ON occasion when travelling, you come across a place that is so staggering and beyond comprehension that you have to take a deep breath because your brain can’t compute the magnitude of what you are seeing.
Thankfully, these occasions are almost always magnificent visual feasts such as California’s Yosemite National Park, Kenya’s Great Rift Valley, The Great Pyramids in Egypt or, here at home, The Quiraing on Skye or the majestic Glen Coe.
On other, more rare occasions, it is for very different reasons.
The Nazi extermination camps at Auschwitz-Birkenau in what is now Poland being one salient example.
It was on a visit there that my wife and I had to sit down on more than one occasion just to make sure we were actually still of this world and not part of a nightmare vision of hell dreamt up by Dante.
Slaughter on an industrial scale took place there, along the production lines of death.
The place is now a museum and, more importantly, a memorial to the estimated 1.1 million innocent people, mostly Jews, who were murdered there as part of Hitler’s “Final Solution”.
It is a powerful and timeless reminder of man’s inhumanity to man and a warning to future generations, that it should never, ever be allowed to happen again.
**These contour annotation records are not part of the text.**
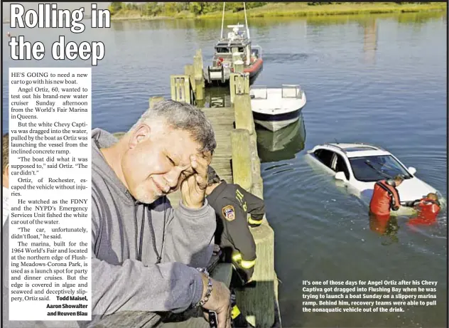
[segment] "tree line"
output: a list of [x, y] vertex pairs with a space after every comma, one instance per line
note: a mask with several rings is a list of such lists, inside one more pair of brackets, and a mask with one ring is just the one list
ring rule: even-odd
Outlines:
[[[296, 1], [280, 2], [281, 4], [295, 4]], [[375, 4], [376, 2], [371, 2]], [[401, 4], [421, 4], [421, 2], [396, 2]], [[268, 2], [246, 2], [247, 9], [261, 7]], [[345, 2], [308, 2], [308, 6], [325, 4], [340, 4]], [[352, 2], [352, 4], [366, 4], [366, 2]], [[195, 15], [204, 15], [214, 11], [220, 11], [223, 9], [223, 2], [131, 2], [113, 1], [109, 6], [111, 15], [124, 11], [139, 11], [141, 16], [174, 16], [182, 11], [189, 11]], [[243, 2], [227, 2], [225, 10], [233, 12], [243, 10]]]

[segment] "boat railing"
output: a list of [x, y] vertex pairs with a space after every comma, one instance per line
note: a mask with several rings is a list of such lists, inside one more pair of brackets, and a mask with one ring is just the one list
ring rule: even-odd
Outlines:
[[[251, 51], [252, 53], [253, 50], [256, 50], [257, 51], [257, 58], [262, 58], [262, 47], [261, 47], [260, 46], [251, 46]], [[252, 53], [251, 53], [252, 55]]]
[[251, 99], [266, 99], [268, 92], [266, 85], [252, 85], [249, 90]]
[[283, 84], [282, 85], [283, 98], [299, 98], [303, 97], [303, 91], [299, 85]]

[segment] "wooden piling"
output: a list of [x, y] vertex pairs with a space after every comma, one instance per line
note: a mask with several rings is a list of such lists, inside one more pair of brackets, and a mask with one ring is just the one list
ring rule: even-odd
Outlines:
[[201, 50], [197, 51], [196, 55], [193, 58], [193, 67], [195, 72], [195, 84], [196, 99], [202, 100], [204, 99], [204, 73], [202, 67], [202, 55]]
[[192, 103], [192, 94], [188, 75], [171, 75], [170, 88], [173, 100]]
[[229, 77], [231, 102], [234, 103], [236, 95], [249, 94], [249, 73], [232, 73]]
[[[234, 109], [236, 129], [232, 132], [231, 140], [234, 182], [264, 199], [264, 182], [249, 95], [235, 95]], [[236, 136], [237, 133], [239, 137]], [[244, 146], [240, 144], [242, 142], [245, 143]], [[237, 161], [234, 152], [239, 153]], [[251, 186], [247, 189], [250, 182]], [[242, 313], [254, 327], [271, 327], [275, 322], [278, 287], [274, 271], [274, 232], [266, 218], [261, 226], [251, 229], [251, 232], [256, 248], [257, 260], [252, 277], [256, 285], [239, 290], [236, 295], [237, 304]]]
[[195, 68], [193, 67], [193, 65], [186, 65], [185, 66], [184, 66], [184, 75], [189, 76], [189, 80], [190, 82], [190, 85], [192, 86], [192, 90], [193, 90], [194, 92], [196, 92]]
[[245, 129], [236, 129], [231, 132], [232, 176], [247, 191], [252, 188], [249, 132]]

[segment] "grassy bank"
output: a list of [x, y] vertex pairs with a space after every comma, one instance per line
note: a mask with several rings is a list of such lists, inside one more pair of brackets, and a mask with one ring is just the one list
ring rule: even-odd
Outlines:
[[[413, 13], [420, 11], [445, 11], [445, 2], [428, 2], [426, 4], [403, 4], [394, 2], [384, 3], [350, 3], [340, 4], [323, 4], [310, 6], [306, 2], [301, 3], [270, 3], [265, 6], [247, 10], [248, 17], [288, 17], [313, 16], [331, 15], [351, 15], [389, 13]], [[226, 11], [225, 16], [240, 18], [244, 16], [243, 11]], [[121, 9], [115, 14], [112, 20], [123, 19], [161, 19], [161, 18], [221, 18], [222, 11], [214, 11], [203, 15], [195, 15], [188, 11], [173, 13], [170, 16], [142, 16], [137, 10]]]

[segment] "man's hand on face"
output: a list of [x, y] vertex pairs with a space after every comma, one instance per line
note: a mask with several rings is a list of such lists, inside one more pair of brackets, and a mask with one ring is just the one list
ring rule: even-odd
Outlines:
[[200, 208], [204, 205], [206, 187], [207, 186], [207, 166], [210, 164], [212, 155], [207, 152], [202, 156], [190, 156], [190, 165], [193, 174], [181, 184], [183, 203], [190, 208]]

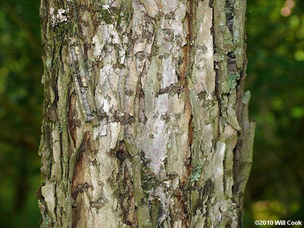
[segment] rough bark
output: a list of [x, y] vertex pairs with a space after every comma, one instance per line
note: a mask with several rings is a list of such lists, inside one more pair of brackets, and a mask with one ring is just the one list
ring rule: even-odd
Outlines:
[[42, 0], [42, 227], [241, 227], [245, 0]]

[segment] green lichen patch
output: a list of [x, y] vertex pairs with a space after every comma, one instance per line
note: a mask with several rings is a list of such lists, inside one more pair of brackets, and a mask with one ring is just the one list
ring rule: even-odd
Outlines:
[[128, 21], [130, 17], [128, 6], [122, 4], [120, 8], [110, 7], [98, 9], [98, 16], [106, 24], [119, 26], [123, 21]]
[[192, 168], [193, 174], [191, 175], [190, 182], [198, 181], [201, 177], [201, 173], [202, 172], [202, 165], [198, 165], [195, 168]]
[[238, 84], [237, 80], [240, 79], [240, 74], [232, 74], [228, 75], [228, 86], [230, 89], [234, 89]]
[[156, 177], [151, 168], [148, 167], [149, 160], [145, 159], [144, 157], [141, 156], [140, 160], [141, 188], [144, 192], [145, 196], [147, 197], [150, 191], [159, 185], [161, 181]]

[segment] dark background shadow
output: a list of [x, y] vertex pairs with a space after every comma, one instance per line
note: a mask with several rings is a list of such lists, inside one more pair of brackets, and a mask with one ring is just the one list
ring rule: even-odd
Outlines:
[[[39, 227], [39, 0], [0, 2], [0, 226]], [[304, 3], [248, 0], [246, 89], [257, 123], [245, 227], [304, 218]], [[280, 226], [280, 227], [283, 227]]]

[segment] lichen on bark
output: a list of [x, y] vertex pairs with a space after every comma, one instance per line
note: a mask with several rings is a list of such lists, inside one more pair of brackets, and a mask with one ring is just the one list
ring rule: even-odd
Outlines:
[[42, 227], [242, 226], [245, 7], [42, 0]]

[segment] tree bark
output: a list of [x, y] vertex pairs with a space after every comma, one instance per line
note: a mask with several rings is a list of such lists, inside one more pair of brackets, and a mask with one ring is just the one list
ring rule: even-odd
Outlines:
[[242, 227], [246, 0], [42, 0], [42, 227]]

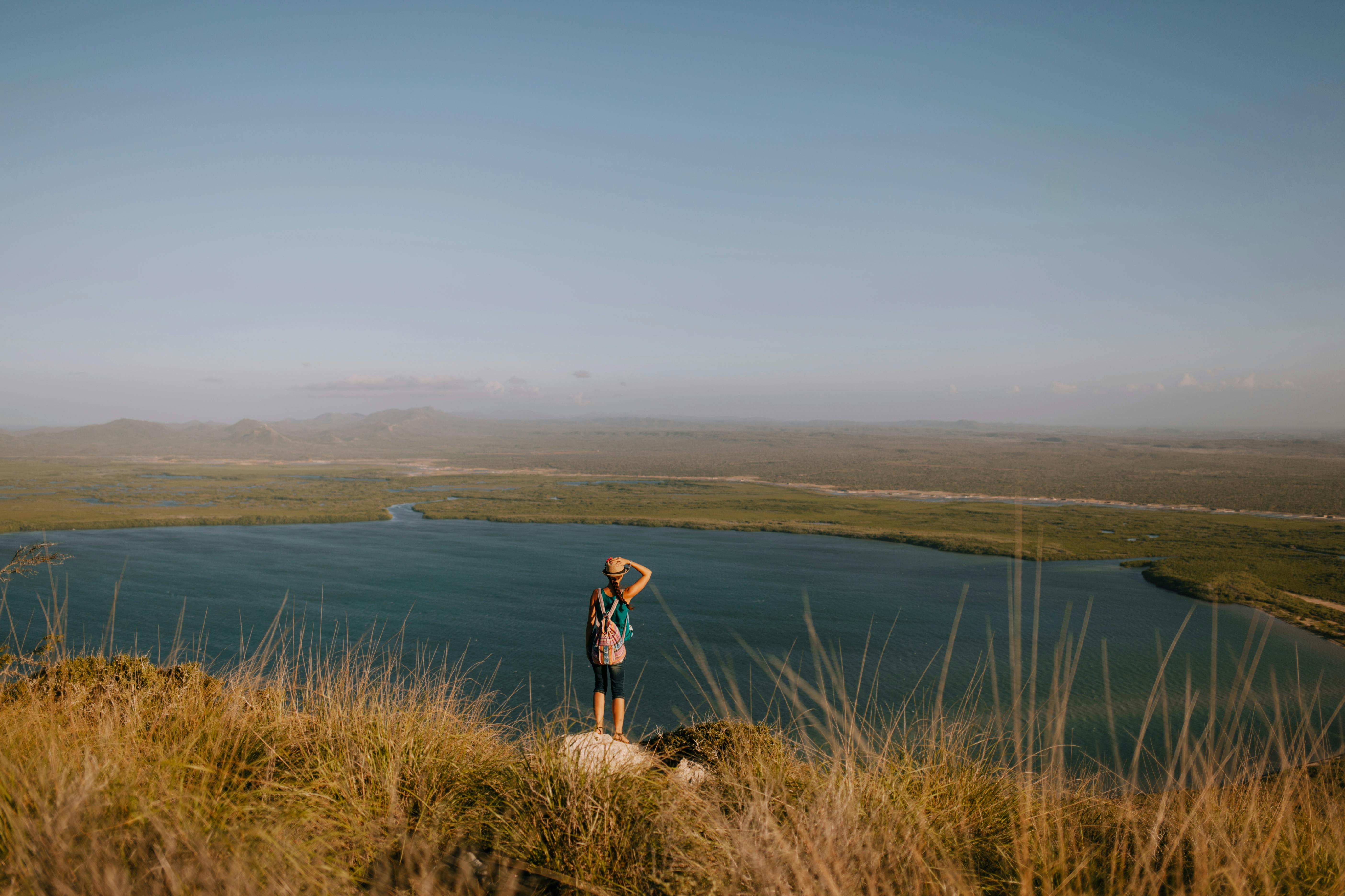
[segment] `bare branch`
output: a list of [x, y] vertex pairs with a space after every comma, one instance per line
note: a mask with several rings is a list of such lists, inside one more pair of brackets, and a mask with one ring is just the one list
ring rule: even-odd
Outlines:
[[55, 541], [38, 541], [26, 544], [13, 552], [13, 560], [0, 567], [0, 583], [8, 582], [16, 575], [28, 575], [40, 566], [55, 566], [70, 559], [69, 553], [52, 553]]

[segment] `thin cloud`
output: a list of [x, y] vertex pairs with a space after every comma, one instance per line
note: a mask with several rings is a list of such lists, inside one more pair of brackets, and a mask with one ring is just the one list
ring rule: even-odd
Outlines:
[[461, 392], [480, 380], [457, 376], [347, 376], [332, 383], [312, 383], [300, 388], [312, 392]]
[[539, 390], [535, 386], [518, 386], [518, 383], [525, 383], [525, 382], [526, 380], [521, 380], [516, 376], [511, 376], [508, 379], [508, 383], [512, 383], [514, 386], [492, 382], [483, 386], [482, 391], [486, 392], [487, 395], [514, 396], [514, 398], [537, 398], [542, 394], [542, 390]]

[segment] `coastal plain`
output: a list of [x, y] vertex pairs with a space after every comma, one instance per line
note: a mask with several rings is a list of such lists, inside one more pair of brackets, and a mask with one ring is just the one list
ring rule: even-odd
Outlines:
[[[694, 477], [463, 472], [438, 462], [0, 461], [0, 532], [387, 519], [812, 533], [942, 551], [1143, 566], [1161, 587], [1247, 603], [1345, 641], [1345, 520], [1099, 505], [912, 501]], [[1040, 545], [1040, 547], [1038, 547]]]

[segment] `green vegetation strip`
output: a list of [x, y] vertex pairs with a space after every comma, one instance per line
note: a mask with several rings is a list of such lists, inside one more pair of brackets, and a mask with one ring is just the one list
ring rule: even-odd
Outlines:
[[[0, 532], [430, 519], [798, 532], [1044, 560], [1138, 560], [1165, 588], [1345, 641], [1345, 521], [924, 502], [702, 480], [430, 476], [397, 465], [0, 462]], [[413, 474], [414, 473], [414, 474]], [[1020, 524], [1021, 514], [1021, 524]], [[1151, 560], [1151, 562], [1150, 562]]]

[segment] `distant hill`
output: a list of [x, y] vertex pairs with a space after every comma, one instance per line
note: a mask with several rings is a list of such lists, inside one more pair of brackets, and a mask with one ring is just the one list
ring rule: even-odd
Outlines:
[[0, 433], [0, 458], [424, 459], [456, 469], [751, 476], [839, 489], [1345, 516], [1341, 433], [1118, 433], [968, 420], [492, 420], [413, 407], [308, 420], [164, 424], [121, 419], [73, 430]]
[[234, 459], [389, 458], [444, 450], [455, 437], [499, 423], [432, 407], [323, 414], [309, 420], [152, 423], [120, 419], [73, 430], [0, 433], [0, 457], [161, 457]]

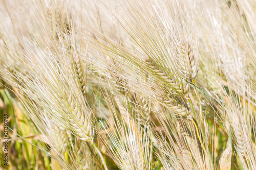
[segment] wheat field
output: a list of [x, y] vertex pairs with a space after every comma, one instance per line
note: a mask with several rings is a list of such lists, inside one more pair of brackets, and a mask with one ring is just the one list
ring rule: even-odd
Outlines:
[[256, 169], [255, 111], [255, 0], [0, 1], [1, 170]]

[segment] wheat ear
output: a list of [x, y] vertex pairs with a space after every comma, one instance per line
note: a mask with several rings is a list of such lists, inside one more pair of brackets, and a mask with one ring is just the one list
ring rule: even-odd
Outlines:
[[53, 139], [54, 148], [56, 149], [58, 153], [63, 155], [68, 142], [67, 133], [55, 121], [52, 120], [50, 122], [51, 124], [49, 126], [49, 135]]
[[76, 77], [78, 80], [78, 86], [83, 95], [84, 96], [86, 93], [86, 66], [78, 55], [75, 54], [74, 62]]
[[174, 76], [171, 71], [164, 71], [149, 58], [146, 59], [145, 62], [157, 77], [172, 87], [170, 92], [173, 94], [185, 94], [189, 90], [189, 84], [185, 80]]
[[189, 42], [183, 42], [178, 46], [178, 53], [181, 57], [179, 64], [182, 74], [192, 80], [195, 79], [198, 71], [198, 54]]
[[146, 126], [148, 125], [150, 119], [149, 100], [137, 93], [134, 94], [134, 98], [135, 98], [135, 111], [138, 117], [138, 122], [142, 126]]
[[175, 114], [178, 118], [186, 119], [190, 118], [191, 110], [188, 107], [183, 104], [183, 98], [171, 97], [169, 95], [161, 95], [156, 94], [156, 98], [160, 103], [164, 103]]
[[71, 96], [69, 98], [68, 102], [70, 104], [72, 113], [69, 120], [73, 130], [81, 140], [93, 142], [94, 131], [88, 116], [83, 111], [80, 110]]

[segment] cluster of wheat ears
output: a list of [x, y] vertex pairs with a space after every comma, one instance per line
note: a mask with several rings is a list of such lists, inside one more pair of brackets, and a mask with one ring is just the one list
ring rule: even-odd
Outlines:
[[256, 169], [255, 1], [3, 0], [0, 18], [1, 88], [61, 168]]

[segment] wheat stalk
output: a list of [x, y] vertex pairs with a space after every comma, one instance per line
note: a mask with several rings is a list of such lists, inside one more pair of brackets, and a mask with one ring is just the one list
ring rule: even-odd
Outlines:
[[177, 48], [179, 64], [181, 65], [181, 71], [191, 80], [195, 79], [198, 71], [198, 52], [197, 52], [192, 44], [189, 42], [182, 42]]
[[150, 58], [146, 59], [145, 62], [157, 77], [163, 81], [165, 84], [171, 87], [170, 91], [173, 94], [184, 95], [189, 90], [189, 84], [187, 82], [174, 76], [171, 71], [164, 70]]

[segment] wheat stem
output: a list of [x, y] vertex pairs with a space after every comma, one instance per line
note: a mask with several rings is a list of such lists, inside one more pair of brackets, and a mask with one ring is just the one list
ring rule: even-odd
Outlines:
[[94, 148], [95, 150], [96, 150], [97, 152], [98, 152], [98, 154], [99, 154], [99, 156], [100, 157], [100, 158], [101, 159], [101, 162], [103, 164], [103, 165], [104, 166], [104, 168], [105, 168], [105, 170], [108, 170], [108, 167], [106, 167], [106, 163], [105, 162], [105, 161], [104, 160], [104, 158], [103, 158], [102, 155], [101, 154], [101, 153], [100, 153], [100, 151], [98, 149], [98, 148], [95, 145], [94, 143], [92, 143], [92, 145]]

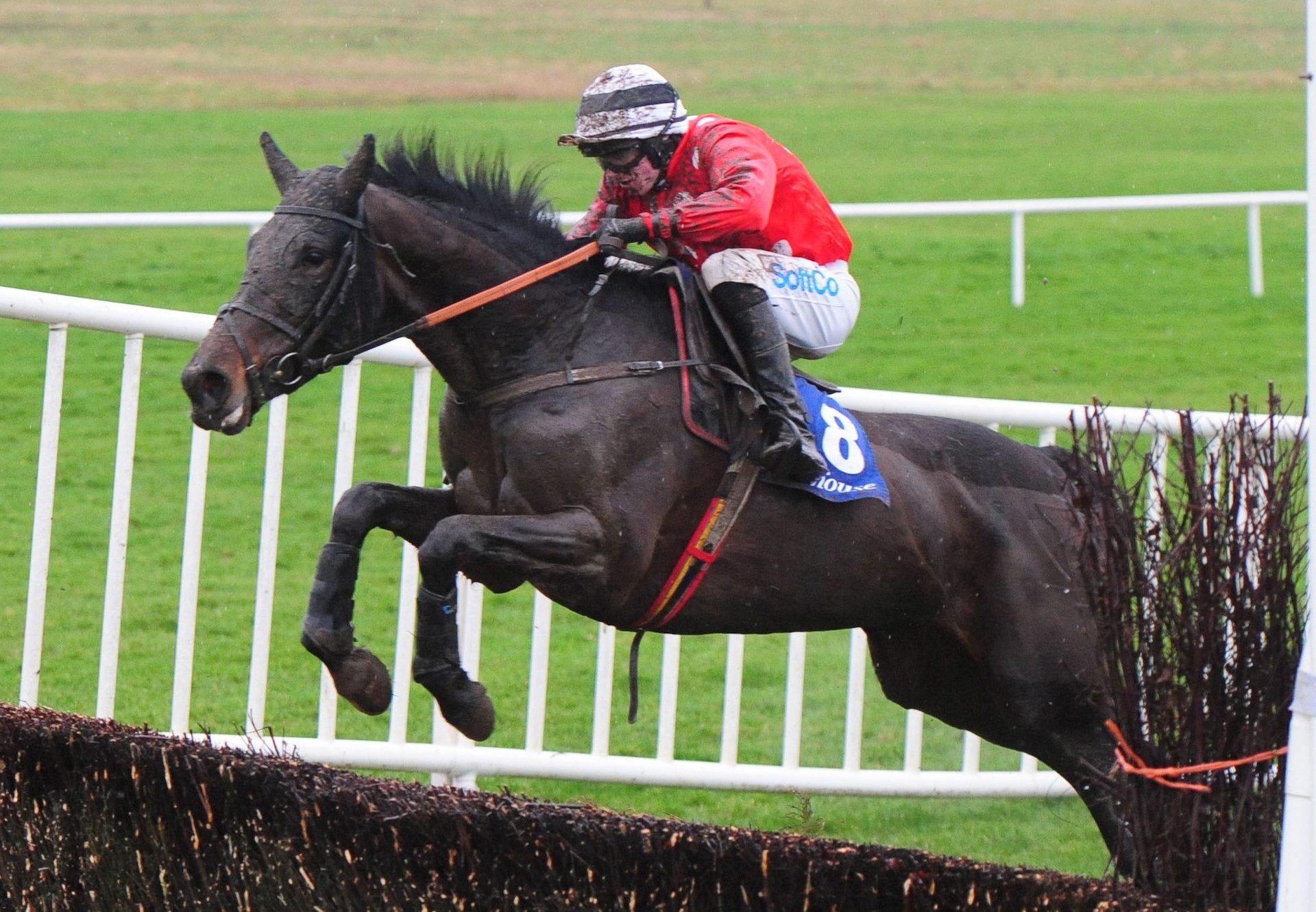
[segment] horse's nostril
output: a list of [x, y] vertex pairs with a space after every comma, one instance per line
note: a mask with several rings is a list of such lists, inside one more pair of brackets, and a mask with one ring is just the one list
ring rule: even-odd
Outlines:
[[197, 405], [216, 407], [229, 396], [229, 379], [220, 371], [190, 368], [183, 372], [183, 388]]

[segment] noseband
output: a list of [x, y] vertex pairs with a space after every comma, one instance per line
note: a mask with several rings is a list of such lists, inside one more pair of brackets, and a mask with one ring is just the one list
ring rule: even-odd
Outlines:
[[[324, 358], [307, 358], [303, 351], [320, 341], [320, 338], [329, 329], [330, 315], [336, 312], [340, 303], [347, 299], [347, 293], [351, 290], [358, 274], [357, 258], [361, 253], [361, 241], [365, 240], [378, 245], [378, 242], [366, 233], [365, 196], [362, 196], [357, 204], [355, 218], [345, 216], [341, 212], [334, 212], [333, 209], [321, 209], [308, 205], [278, 205], [274, 208], [274, 215], [309, 216], [313, 218], [341, 221], [351, 228], [351, 233], [342, 245], [342, 250], [338, 254], [338, 263], [334, 266], [333, 275], [329, 276], [329, 284], [325, 286], [324, 292], [320, 295], [320, 300], [316, 303], [315, 311], [311, 312], [311, 316], [301, 324], [301, 326], [292, 326], [278, 316], [266, 313], [265, 311], [240, 300], [229, 301], [221, 307], [216, 315], [224, 321], [224, 328], [228, 330], [229, 336], [233, 337], [233, 342], [237, 345], [238, 353], [242, 355], [242, 365], [247, 375], [247, 383], [251, 386], [253, 397], [257, 400], [258, 405], [270, 401], [274, 396], [291, 391], [296, 386], [304, 383], [312, 376], [316, 376], [317, 374], [325, 372], [337, 363], [343, 363], [338, 359], [338, 355], [330, 354]], [[233, 320], [234, 311], [242, 311], [242, 313], [253, 316], [257, 320], [278, 329], [280, 333], [292, 340], [292, 350], [275, 358], [270, 358], [265, 363], [263, 368], [258, 368], [255, 366], [255, 359], [251, 357], [251, 349], [247, 346], [246, 340], [242, 337], [241, 330]], [[358, 321], [362, 322], [362, 326], [359, 326], [359, 334], [365, 336], [365, 313], [361, 308], [358, 308], [357, 317]], [[350, 361], [350, 357], [347, 359]]]

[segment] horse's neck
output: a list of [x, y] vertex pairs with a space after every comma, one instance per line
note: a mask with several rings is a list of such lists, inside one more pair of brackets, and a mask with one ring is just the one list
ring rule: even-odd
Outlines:
[[[426, 204], [391, 191], [372, 188], [367, 204], [376, 240], [396, 251], [378, 253], [386, 315], [396, 325], [542, 265], [519, 263], [475, 232], [463, 232], [458, 217], [440, 218]], [[670, 330], [649, 316], [636, 282], [619, 276], [586, 313], [592, 282], [580, 270], [553, 276], [413, 341], [461, 392], [561, 370], [567, 357], [576, 366], [671, 357], [654, 341]]]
Dotted among the busloads of stunned visitors, groups of Jewish mourners gather to pay respect, through a few words of prayer and, significantly with regards to this column, the laying of a wreath for long-lost family members and friends.
Sadly, it is wreath laying that has landed the Labour Party in such a sorry state at the moment. That is because the Labour leader and potential future Prime Minister of the UK, Jeremy Corbyn, has allowed himself and his party to be engulfed by a row over anti-Semitism after pictures of him surfaced laying a wreath at a cemetery in Tunisia in 2014. Critics say photographs suggest the wreath was laid at the graves of PLO leaders, directing the Black September terrorists who carried out the 1972 massacre of Israeli Olympic athletes in Munich.
Labour, in turn, insist their leader was remembering those lost in the bombing of the PLO HQ by Israel, condemned at the time, and, more widely, saluting all those who have lost their lives in conflict. So Labour, the official opposition to a Government stumbling onwards to an uncertain Brexit, has spent another week mired in accusations of anti-Semitism.
While Corbyn and the Labour Party self-immolate, Theresa May’s ministers are allowed to stagger on, fighting among themselves, already passing the buck for what increasingly looks like a Brexit fiasco.
This should have been perfect for Labour. A time to turn the tables on the Tories and surge forward in the polls. Corbynistas, of course, believe their man is being maligned, see conspiracies everywhere and believe he will prevail. But, out there in the real world, where real voters live, constantly denying being anti-Semite is not a good look. He needs to change the story.
That should not be too difficult but, while he may look like Obi-Wan Kenobi from Star Wars , the growing suspicion is that Corbyn might only have wan brain cell. And as such, should never, ever be allowed within a mile of No 10. Oh Jeremy Corbyn! Oh indeed!